Taylor century keeps England alive in series

MANCHESTER (Reuters) - James Taylor's patient century laid the platform for England to beat Australia by 93 runs in the third one-day international at Old Trafford on Tuesday, leaving the touring side 2-1 up in the series.

Taylor century keeps England alive in series

(Reuters)





Taylor made 101 to lift his team to 300 for eight and Australia struggled under the lights against the England spinners before being bowled out for 207 after 44 overs.

Opener Jason Roy scored 63 off 45 balls to give England a fast start before captain Eoin Morgan and Taylor shared a third-wicket partnership of 119 to put the hosts in a good position to make a huge total.

Morgan, however, was caught by Mitchell Starc off Glenn Maxwell for 62 and his side struggled to accelerate in the closing overs.

Ben Stokes, Jonny Bairstow, Moeen Ali and Liam Plunkett fell cheaply and although Taylor completed his maiden international century, he hit only five fours and was dismissed by Starc before England scrambled to get to 300.

Australia made a positive start to their reply, Aaron Finch making 53 and Steve Smith 25 before the Australian captain was brilliantly caught by Steven Finn one-handed at mid-wicket off leg-spinner Adil Rashid.

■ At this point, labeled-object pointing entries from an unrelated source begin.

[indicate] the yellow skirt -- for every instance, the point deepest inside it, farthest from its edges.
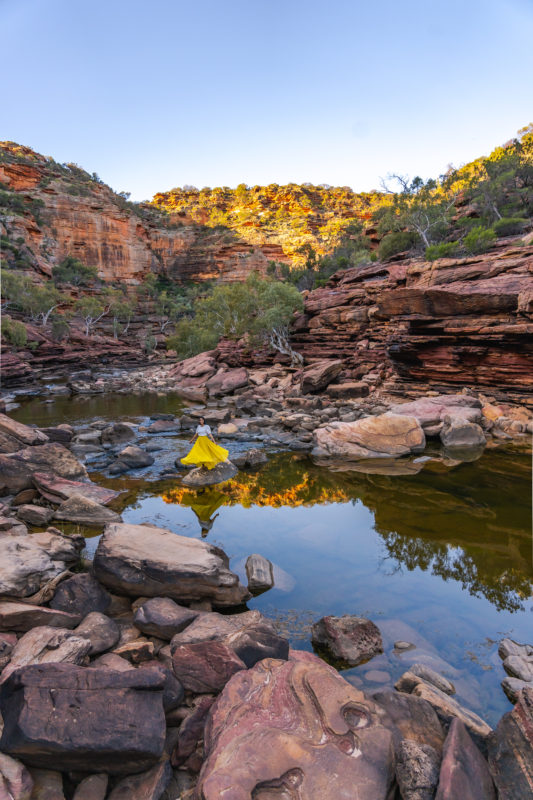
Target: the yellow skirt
(205, 454)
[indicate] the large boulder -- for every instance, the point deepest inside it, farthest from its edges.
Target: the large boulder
(15, 436)
(17, 469)
(86, 719)
(205, 666)
(349, 639)
(199, 477)
(318, 375)
(57, 489)
(27, 561)
(162, 617)
(85, 511)
(142, 560)
(510, 750)
(384, 436)
(297, 729)
(459, 433)
(80, 595)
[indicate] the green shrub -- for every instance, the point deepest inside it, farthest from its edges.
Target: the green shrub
(479, 240)
(509, 226)
(394, 243)
(442, 250)
(14, 331)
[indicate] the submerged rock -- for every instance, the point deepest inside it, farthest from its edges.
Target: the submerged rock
(510, 750)
(260, 573)
(199, 476)
(350, 639)
(384, 436)
(142, 560)
(464, 773)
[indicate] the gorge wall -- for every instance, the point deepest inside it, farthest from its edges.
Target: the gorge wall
(53, 211)
(448, 323)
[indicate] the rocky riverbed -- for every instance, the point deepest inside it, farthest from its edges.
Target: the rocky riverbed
(138, 672)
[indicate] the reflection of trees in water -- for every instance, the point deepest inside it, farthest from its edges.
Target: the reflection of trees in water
(470, 524)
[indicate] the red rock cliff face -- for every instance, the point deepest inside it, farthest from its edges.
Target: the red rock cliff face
(88, 223)
(448, 323)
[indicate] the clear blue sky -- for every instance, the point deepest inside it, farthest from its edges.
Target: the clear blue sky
(162, 93)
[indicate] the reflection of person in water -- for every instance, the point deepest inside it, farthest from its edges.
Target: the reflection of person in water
(204, 504)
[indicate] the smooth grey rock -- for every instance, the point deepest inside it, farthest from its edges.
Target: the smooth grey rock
(260, 573)
(162, 617)
(80, 595)
(417, 770)
(29, 560)
(142, 560)
(85, 511)
(35, 515)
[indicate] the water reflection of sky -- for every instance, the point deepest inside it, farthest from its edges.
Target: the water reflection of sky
(442, 557)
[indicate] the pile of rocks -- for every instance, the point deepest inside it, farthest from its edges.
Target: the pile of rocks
(127, 681)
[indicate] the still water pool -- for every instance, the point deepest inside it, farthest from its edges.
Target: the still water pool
(441, 558)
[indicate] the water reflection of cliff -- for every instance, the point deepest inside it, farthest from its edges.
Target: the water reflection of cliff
(470, 524)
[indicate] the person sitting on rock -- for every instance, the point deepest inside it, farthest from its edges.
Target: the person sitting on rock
(205, 452)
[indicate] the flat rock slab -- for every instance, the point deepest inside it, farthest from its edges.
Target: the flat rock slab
(298, 729)
(142, 560)
(510, 750)
(21, 617)
(44, 645)
(17, 469)
(84, 718)
(57, 489)
(199, 477)
(383, 436)
(350, 639)
(464, 773)
(29, 560)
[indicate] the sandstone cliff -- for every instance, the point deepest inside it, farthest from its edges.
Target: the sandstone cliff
(50, 211)
(451, 322)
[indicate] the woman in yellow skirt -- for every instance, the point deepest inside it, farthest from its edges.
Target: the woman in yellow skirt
(205, 452)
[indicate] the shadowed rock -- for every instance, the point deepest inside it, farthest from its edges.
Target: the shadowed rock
(349, 639)
(464, 773)
(84, 718)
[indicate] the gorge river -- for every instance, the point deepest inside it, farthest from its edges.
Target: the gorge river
(440, 557)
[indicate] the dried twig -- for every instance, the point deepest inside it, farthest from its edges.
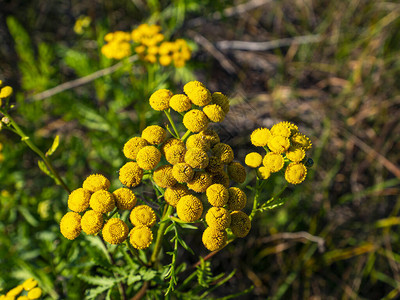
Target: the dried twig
(81, 81)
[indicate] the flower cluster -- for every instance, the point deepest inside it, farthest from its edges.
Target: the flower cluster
(150, 45)
(286, 150)
(25, 291)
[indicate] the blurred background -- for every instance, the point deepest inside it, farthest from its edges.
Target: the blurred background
(331, 67)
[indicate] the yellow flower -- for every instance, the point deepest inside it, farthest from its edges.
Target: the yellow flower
(70, 225)
(214, 112)
(260, 137)
(301, 140)
(173, 194)
(211, 136)
(223, 152)
(236, 172)
(124, 198)
(214, 239)
(141, 237)
(148, 157)
(295, 173)
(35, 293)
(295, 153)
(237, 199)
(221, 178)
(130, 174)
(189, 208)
(163, 177)
(96, 182)
(217, 195)
(195, 120)
(218, 218)
(183, 172)
(200, 182)
(253, 160)
(115, 231)
(133, 146)
(273, 161)
(240, 223)
(29, 284)
(92, 222)
(278, 144)
(175, 154)
(197, 93)
(143, 215)
(198, 141)
(102, 201)
(263, 172)
(78, 200)
(196, 158)
(221, 100)
(159, 100)
(180, 102)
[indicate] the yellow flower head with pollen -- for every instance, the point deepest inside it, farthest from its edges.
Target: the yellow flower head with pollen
(141, 237)
(218, 218)
(301, 140)
(221, 100)
(217, 195)
(240, 223)
(295, 173)
(223, 152)
(29, 284)
(78, 200)
(96, 182)
(133, 146)
(70, 225)
(214, 112)
(214, 239)
(273, 161)
(236, 172)
(189, 208)
(92, 222)
(260, 137)
(169, 143)
(195, 120)
(196, 158)
(125, 199)
(115, 231)
(173, 194)
(278, 144)
(131, 174)
(175, 154)
(159, 100)
(102, 201)
(183, 172)
(263, 172)
(237, 199)
(154, 134)
(200, 182)
(295, 154)
(180, 103)
(253, 159)
(197, 93)
(148, 157)
(143, 215)
(163, 177)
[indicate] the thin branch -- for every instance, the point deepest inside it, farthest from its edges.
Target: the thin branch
(81, 81)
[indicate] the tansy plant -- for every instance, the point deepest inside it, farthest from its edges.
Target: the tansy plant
(197, 186)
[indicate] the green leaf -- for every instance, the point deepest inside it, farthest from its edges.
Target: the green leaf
(53, 147)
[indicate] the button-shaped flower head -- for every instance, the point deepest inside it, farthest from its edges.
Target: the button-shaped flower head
(115, 231)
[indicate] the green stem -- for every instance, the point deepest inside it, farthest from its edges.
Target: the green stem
(160, 234)
(172, 123)
(35, 149)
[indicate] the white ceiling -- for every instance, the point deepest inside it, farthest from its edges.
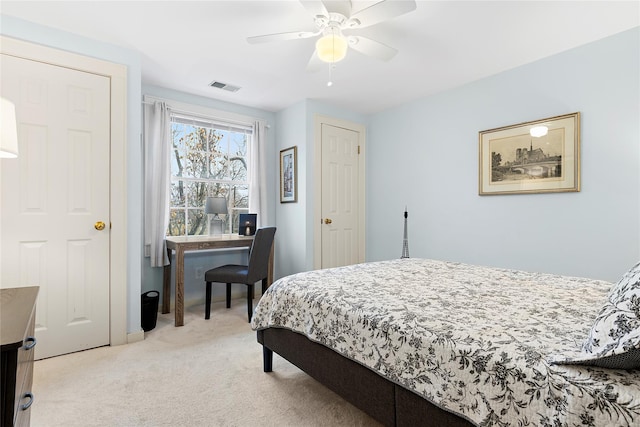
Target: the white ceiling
(185, 45)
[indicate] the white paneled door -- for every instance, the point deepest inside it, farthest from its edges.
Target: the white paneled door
(340, 199)
(54, 221)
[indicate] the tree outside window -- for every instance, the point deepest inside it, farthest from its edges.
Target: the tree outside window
(206, 161)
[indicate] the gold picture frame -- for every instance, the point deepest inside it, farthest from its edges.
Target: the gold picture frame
(541, 156)
(289, 175)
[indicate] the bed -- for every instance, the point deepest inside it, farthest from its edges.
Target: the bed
(427, 342)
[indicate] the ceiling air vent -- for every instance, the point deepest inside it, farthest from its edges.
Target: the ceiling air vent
(224, 86)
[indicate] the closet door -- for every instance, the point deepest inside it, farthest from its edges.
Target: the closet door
(54, 221)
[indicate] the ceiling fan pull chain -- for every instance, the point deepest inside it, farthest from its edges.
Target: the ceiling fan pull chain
(330, 82)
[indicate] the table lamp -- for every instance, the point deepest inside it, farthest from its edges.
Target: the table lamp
(216, 206)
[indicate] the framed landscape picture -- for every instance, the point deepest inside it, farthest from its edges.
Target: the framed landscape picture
(542, 156)
(288, 175)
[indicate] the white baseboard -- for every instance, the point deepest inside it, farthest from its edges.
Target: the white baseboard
(135, 336)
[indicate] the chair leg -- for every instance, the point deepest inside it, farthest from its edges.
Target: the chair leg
(250, 301)
(207, 303)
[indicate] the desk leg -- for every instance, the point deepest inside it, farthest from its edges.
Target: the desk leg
(179, 287)
(166, 286)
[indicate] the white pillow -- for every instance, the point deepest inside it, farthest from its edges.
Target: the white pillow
(614, 339)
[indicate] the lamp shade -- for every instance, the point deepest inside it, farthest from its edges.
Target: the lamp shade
(8, 129)
(216, 206)
(332, 46)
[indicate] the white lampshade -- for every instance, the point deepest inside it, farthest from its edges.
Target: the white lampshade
(538, 131)
(332, 46)
(8, 129)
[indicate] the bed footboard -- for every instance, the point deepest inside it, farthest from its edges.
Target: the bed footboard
(383, 400)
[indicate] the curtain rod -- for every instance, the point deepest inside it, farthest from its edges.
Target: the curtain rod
(197, 114)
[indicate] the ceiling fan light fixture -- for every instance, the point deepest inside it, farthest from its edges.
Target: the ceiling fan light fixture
(332, 46)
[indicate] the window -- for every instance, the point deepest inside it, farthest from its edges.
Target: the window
(208, 159)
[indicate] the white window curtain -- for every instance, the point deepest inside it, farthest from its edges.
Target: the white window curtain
(257, 174)
(157, 180)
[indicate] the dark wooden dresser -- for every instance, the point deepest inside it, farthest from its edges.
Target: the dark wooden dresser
(17, 324)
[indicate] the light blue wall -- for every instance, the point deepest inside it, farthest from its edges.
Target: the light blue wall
(194, 286)
(20, 29)
(292, 219)
(425, 155)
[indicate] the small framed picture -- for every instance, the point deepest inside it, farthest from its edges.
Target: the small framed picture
(542, 156)
(288, 175)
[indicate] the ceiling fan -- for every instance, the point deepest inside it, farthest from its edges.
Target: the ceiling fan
(331, 18)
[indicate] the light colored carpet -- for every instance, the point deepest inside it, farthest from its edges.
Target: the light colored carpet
(206, 373)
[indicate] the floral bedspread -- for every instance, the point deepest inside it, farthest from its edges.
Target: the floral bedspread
(474, 340)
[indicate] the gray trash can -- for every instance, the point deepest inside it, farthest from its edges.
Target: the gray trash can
(149, 313)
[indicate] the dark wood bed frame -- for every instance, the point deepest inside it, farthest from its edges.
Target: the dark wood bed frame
(383, 400)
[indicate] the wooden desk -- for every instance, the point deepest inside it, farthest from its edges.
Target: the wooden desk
(182, 244)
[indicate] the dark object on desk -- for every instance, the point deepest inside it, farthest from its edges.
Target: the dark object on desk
(258, 269)
(149, 313)
(247, 224)
(17, 342)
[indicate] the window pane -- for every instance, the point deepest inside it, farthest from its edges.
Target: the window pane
(176, 223)
(239, 196)
(235, 219)
(212, 159)
(177, 194)
(196, 194)
(197, 222)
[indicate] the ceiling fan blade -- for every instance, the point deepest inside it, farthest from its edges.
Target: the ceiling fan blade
(371, 48)
(315, 64)
(382, 11)
(282, 36)
(315, 7)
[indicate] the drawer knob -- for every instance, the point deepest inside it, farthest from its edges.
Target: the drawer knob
(28, 404)
(30, 342)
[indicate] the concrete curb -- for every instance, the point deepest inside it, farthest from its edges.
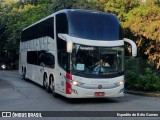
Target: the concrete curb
(150, 94)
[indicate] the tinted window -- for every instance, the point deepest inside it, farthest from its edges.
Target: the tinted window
(41, 58)
(94, 26)
(32, 57)
(62, 27)
(42, 29)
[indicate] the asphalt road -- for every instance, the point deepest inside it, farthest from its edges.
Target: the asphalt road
(17, 94)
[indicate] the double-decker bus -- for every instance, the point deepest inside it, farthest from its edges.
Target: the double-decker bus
(75, 53)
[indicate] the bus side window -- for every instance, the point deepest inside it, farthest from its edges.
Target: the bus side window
(41, 59)
(49, 60)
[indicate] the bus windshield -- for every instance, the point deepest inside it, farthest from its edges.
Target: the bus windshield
(91, 61)
(94, 26)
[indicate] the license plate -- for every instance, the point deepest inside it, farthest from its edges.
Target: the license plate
(99, 93)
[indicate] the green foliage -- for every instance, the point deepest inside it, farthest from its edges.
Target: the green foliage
(136, 79)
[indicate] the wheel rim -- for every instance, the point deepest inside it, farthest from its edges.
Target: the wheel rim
(52, 86)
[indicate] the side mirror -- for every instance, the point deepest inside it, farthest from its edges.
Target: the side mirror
(133, 45)
(66, 38)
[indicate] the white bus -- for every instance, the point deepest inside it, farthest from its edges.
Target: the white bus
(76, 54)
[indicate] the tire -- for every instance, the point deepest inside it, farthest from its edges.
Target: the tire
(46, 84)
(52, 87)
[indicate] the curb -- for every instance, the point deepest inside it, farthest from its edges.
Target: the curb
(150, 94)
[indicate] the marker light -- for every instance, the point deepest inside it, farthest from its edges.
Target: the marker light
(75, 83)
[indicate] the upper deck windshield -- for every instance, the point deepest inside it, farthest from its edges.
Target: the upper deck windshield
(89, 61)
(94, 26)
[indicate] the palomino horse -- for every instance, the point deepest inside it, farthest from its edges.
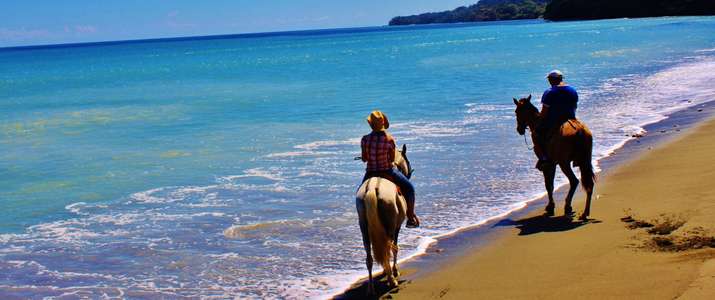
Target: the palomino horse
(382, 210)
(572, 143)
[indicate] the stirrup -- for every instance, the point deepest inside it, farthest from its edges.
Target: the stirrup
(413, 223)
(541, 164)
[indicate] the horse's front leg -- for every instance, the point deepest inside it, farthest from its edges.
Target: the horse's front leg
(573, 184)
(549, 173)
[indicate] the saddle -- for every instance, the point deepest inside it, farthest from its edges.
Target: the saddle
(383, 175)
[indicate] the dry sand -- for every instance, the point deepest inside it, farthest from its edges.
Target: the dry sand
(554, 258)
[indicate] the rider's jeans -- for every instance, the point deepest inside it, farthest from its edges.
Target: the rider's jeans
(408, 190)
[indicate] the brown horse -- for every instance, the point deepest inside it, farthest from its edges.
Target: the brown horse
(381, 210)
(572, 142)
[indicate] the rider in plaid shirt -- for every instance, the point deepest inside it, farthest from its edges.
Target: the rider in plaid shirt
(378, 150)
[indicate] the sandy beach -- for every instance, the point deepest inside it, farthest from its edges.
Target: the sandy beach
(650, 235)
(614, 255)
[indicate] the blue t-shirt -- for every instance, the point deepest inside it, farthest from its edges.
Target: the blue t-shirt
(562, 102)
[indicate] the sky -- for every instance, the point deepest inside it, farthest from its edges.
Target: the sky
(39, 22)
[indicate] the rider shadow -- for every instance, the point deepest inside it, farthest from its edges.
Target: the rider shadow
(544, 223)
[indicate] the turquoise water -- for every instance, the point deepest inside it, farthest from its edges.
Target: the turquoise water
(223, 167)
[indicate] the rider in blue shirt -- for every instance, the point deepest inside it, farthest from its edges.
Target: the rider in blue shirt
(559, 104)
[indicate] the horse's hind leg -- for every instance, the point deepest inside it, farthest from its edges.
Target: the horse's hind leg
(368, 251)
(587, 210)
(549, 173)
(573, 184)
(394, 254)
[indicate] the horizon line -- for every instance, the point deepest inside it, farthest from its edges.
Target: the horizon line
(299, 32)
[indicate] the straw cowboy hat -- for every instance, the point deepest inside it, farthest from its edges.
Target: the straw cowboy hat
(378, 121)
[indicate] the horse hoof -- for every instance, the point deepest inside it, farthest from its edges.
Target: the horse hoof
(568, 211)
(393, 283)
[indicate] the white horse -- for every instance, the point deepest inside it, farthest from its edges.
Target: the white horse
(382, 210)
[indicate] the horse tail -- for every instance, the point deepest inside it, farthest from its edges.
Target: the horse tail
(588, 177)
(382, 244)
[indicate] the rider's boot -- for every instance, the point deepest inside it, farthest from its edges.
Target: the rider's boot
(412, 220)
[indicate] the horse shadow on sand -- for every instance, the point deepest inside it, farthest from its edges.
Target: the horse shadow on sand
(382, 289)
(545, 223)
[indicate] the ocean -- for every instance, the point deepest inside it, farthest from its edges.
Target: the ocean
(223, 167)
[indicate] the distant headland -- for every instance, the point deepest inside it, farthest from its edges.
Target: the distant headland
(557, 10)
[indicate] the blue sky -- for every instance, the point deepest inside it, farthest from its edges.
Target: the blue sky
(34, 22)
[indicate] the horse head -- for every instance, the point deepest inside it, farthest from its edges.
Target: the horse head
(402, 163)
(526, 114)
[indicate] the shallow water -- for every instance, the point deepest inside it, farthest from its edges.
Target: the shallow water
(224, 167)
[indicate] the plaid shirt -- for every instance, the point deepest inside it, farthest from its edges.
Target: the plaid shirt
(378, 149)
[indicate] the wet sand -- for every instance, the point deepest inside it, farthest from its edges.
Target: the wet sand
(553, 257)
(613, 255)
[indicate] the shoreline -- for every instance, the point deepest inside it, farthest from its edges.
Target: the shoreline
(456, 244)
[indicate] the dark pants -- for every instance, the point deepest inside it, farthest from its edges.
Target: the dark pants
(408, 190)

"It was amazing. I couldn't believe it," Morgan told Sky Sports. "Ben Stokes was in my eye-line and all I saw was a 6-foot-8 giant leaping.

"I've known Steven Finn since he was 15 years old and I've never seen him take a catch like that."

Wickets fell regularly under the lights as spinners Moeen and Rashid bowled cleverly and the Australian batsmen were unable to break the shackles.

"I'm very impressed," said Morgan. "We improved in the areas I asked the guys to from the first two games. Jason Roy played his game, lots of strong shots down the ground and then me and James Taylor got a good partnership going."

Smith said England had made a good total.

"They got a few too many," he added. "With the bat we struggled in the middle overs.

"The wicket was getting slower. We have to find ways to rotate the strike in the middle overs and then keep enough wickets in hand so we can go berserk at the end."

The fourth match in the five-game series is in Leeds on Friday.